Are you sick of all this by now? I sure as hell am.

We’re doing another round of lockdown theatre, playing out the same farce, with all the same notes of the second wave. And it’s all for show. Smoke and mirrors to make it seem as though everything possible is being done, when only the easiest things are being done.

I’m sick of it, because as much as we’re told this is a lockdown and we all need to buckle down for the good of everyone else, business and industry are left to keep rolling along.

So as much of Ontario entered a so-called “shutdown” over the long weekend, I’m finding myself worn down to a little nub.

The Brazilian variant of COVID-19 is now running rampant in British Columbia — hitting even the Vancouver Canucks, where much of the team is infected — with little concrete action being taken.

In Alberta, Premier Jason Kenney is once again doing his “personal responsibility” act, threatening some kind of action down the road when — though he would say this was more of an “if” scenario — things get out of control.

Again and again this keeps happening. COVID infections rise, leaders scold and warn about possible restrictions, and then they delay.

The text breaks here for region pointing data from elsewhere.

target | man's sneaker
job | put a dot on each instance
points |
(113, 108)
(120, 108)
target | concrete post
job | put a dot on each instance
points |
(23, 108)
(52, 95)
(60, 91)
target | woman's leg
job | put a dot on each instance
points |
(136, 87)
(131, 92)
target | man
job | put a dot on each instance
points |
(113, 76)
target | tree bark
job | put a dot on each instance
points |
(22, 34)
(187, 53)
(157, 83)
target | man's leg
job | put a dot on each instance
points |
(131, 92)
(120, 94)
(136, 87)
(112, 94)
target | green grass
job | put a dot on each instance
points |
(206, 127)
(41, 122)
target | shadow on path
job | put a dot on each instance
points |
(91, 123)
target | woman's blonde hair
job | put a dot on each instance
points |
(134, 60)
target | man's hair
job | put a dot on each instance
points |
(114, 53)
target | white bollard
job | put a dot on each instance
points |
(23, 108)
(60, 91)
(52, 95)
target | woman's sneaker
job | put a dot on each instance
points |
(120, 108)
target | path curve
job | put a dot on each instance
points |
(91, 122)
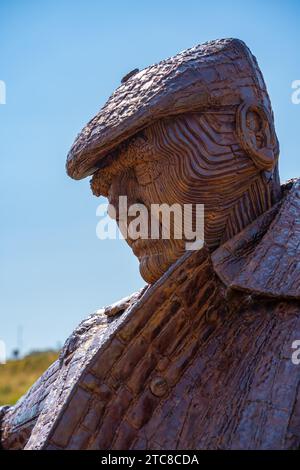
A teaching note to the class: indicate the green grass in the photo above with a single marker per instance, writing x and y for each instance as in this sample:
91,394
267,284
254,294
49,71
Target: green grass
17,376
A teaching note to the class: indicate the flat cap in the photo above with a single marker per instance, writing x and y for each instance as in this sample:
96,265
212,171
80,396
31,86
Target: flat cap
217,73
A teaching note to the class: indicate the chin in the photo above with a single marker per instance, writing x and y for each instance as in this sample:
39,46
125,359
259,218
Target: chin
153,266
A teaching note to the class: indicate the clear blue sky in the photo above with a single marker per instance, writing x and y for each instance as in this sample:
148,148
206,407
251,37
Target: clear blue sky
60,61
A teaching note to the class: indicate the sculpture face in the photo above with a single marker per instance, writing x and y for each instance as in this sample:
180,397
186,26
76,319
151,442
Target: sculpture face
190,159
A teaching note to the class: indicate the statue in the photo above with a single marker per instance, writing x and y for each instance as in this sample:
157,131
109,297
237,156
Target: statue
201,358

Cases build, alarm bells ring, then nothing happens — until we find hospitals overwhelmed and ICUs packed.

Ontario’s shutdown restrictions barely make sense. You can have a wedding inside with 15 per cent capacity of the room, but outdoor patios are closed, but the reception for that wedding can be five people at an outdoor gathering.

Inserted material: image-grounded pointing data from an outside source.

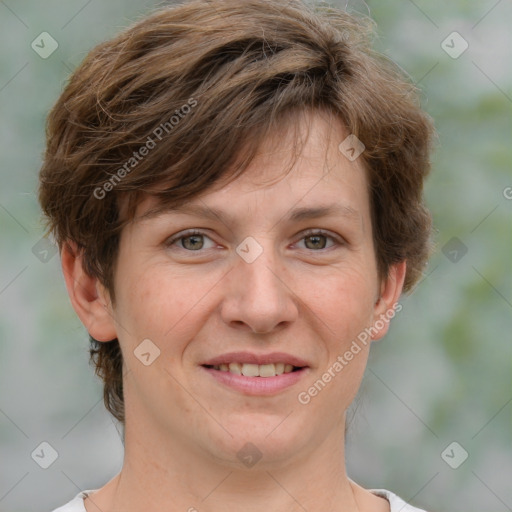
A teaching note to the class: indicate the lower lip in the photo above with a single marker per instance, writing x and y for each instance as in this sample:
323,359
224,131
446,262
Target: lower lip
257,385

A hint at why things are so incoherent has come from Premier Doug Ford’s own mouth. He recently said some decisions are being made on his “own personal opinion from driving around.”

Every time we go into one of these sorta-lockdowns, the locking down part of it is a little looser than the time before.

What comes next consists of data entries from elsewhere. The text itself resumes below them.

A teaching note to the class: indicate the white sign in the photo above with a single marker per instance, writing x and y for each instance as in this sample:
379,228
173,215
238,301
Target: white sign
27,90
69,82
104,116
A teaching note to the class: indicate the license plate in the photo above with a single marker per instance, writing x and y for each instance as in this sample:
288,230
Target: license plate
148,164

One thing you’ll see if you go through the list of shutdown measures is that there’s essentially nothing targeted at the industrial parts of the economy. Restaurants can only do take out, retail stores have to reduce capacity, cinemas are closed and so on. But there are no restrictions on warehouses or construction sites or meatpacking plants.

And right there is the core of the issue. Ford, and premiers like him across the country, have decided that certain people are to be sacrificed for the rest of society to trundle forward. There are sacrifices to be borne, but not by everyone.

Young people are now bearing the brunt of infections, and many of them are ending up in hospital. Premiers are happy to blame parties and other illicit gatherings. But if you look at the data there’s clear evidence of what’s happening: essential workers are the ones getting sick.

Admitting this fact would require something to be done about it, however — we can’t have that. People who get sick leave, and are no longer forced to have to pick between staying home when they’re sick and making rent, might want to keep it. Shutting down warehouses, or decreasing their capacity, would cut into profits. So too at food processing plants.

If people are kept too safe, profits will be harder to make.

And so, our governments make short-term concessions to business. By doing this again and again, they make this pandemic hit harder and last longer. By not closing down the actual drivers of infections, there’s no real way out of the pandemic.

So the social sacrifice, the missed opportunities with friends and families, the inability to just live our lives as normal all amounts to nothing. We’re making all this effort and it’s not going to do a goddamned thing in the end.

And this is why I’m sick of things.

It’s a choice. It’s a choice for governments to not give workers sick leave. It’s a choice to keep warehouses open. It’s a choice to keep meatpacking plants open during outbreaks. It’s a choice to conduct few workplace inspections. It’s a choice to let the virus run rampant in poorer, less-white communities. It’s a choice to lift restrictions before the virus is truly conquered. It’s a choice to make these lockdowns seem stricter than they really are.

It’s a choice to put the needs of profit ahead of the needs of people to fulfill their most basic need: the need to live.

I’m furious, nearly all the time. And when I’m not furious, I’m exhausted. The way out of this is right there, but no one is willing to do the things to get us to the other side safely and effectively.

There are whole societies where life has practically turned back to normal. Imagine! Going to a concert, sitting at a bar with your friends, hugging your parents.

It’s entirely imaginary for us, though, because our politicians have decided that making industry sacrifice as much as its workers have would be too much to bear.

So we go into another half-hearted lockdown. The government’s first wave response was tragedy, the second a farce. This third wave shutdown is something far worse: a crime.